For a document database, I don't agree at all. Some time back I spent more time than I'd like developing on Mongo, and boy did I wish I could actually tell it the schema of documents in each collection and have it enforce that (not to mention optimize based on it). A lot of developers actually use libraries on top of Mongo to define and enforce schemas.

2 comments

You can apply a Schema to your collection and have MongoDB enforce it . This has been in MongoDB since version 3.6. We support the JSON schema standard. https://docs.mongodb.com/manual/core/schema-validation/
Cool! My time using Mongo was pre-3.6 so I didn't know about this.
True, I guess it all boils down to ease of use (convenience). You can build a system which accepts schema + data and build dash boards and data relevant relevant processing + optimisations, but that results in a much more complex system with higher entry burden. Sadly convenient systems always get broader adoption.
Yeah, I see this as pretty similar to the debate over type-safe vs. dynamic languages.
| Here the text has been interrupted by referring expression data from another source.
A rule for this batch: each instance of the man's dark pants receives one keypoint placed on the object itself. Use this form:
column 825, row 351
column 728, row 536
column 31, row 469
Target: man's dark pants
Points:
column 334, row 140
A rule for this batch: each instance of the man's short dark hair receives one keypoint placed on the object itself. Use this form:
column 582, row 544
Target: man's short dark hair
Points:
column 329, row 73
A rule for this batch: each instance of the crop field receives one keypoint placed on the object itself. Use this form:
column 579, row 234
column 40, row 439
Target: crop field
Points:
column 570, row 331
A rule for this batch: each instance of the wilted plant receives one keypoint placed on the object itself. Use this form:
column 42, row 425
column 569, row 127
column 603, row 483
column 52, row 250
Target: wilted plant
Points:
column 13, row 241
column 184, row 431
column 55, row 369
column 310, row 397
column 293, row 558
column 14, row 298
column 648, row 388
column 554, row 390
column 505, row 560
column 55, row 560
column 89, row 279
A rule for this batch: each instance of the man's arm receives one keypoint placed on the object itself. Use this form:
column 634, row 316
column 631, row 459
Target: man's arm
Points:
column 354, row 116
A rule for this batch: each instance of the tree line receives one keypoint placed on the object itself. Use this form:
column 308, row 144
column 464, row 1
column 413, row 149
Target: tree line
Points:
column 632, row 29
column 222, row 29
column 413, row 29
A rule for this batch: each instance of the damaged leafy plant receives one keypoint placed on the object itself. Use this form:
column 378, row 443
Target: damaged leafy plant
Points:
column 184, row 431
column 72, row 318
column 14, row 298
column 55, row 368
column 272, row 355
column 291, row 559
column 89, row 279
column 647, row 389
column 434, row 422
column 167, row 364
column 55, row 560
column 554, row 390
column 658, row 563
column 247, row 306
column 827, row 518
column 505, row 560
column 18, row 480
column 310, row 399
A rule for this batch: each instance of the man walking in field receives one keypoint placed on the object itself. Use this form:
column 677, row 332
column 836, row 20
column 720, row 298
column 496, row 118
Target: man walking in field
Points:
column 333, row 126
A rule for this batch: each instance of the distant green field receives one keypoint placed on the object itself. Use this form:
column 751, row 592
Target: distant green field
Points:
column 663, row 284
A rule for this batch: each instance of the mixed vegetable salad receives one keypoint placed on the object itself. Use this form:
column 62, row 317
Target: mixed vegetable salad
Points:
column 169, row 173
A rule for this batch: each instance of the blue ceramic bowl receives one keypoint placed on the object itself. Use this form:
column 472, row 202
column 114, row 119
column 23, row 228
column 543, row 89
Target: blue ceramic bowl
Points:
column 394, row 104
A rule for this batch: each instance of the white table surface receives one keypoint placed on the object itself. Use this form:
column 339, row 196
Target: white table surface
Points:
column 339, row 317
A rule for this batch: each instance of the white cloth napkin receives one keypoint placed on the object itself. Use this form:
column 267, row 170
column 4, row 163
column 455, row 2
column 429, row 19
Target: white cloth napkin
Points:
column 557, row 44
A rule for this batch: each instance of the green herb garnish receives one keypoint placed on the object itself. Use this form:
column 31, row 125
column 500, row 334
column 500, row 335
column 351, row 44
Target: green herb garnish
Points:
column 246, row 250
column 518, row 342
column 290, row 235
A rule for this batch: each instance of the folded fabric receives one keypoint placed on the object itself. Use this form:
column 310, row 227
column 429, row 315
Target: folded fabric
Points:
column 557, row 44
It used to be that people argued that dynamic languages were just way easier to use, and type-safe languages were just an optimization. But I think the real issue was that the tooling enabled by type-safe languages didn't exist yet. These days, TypeScript is no faster than JavaScript but is very popular, because of the tooling it enables, like editors with auto-complete and jump-to-definition.

I think protocols still don't have the level of tooling that makes it really obvious why schemas are better.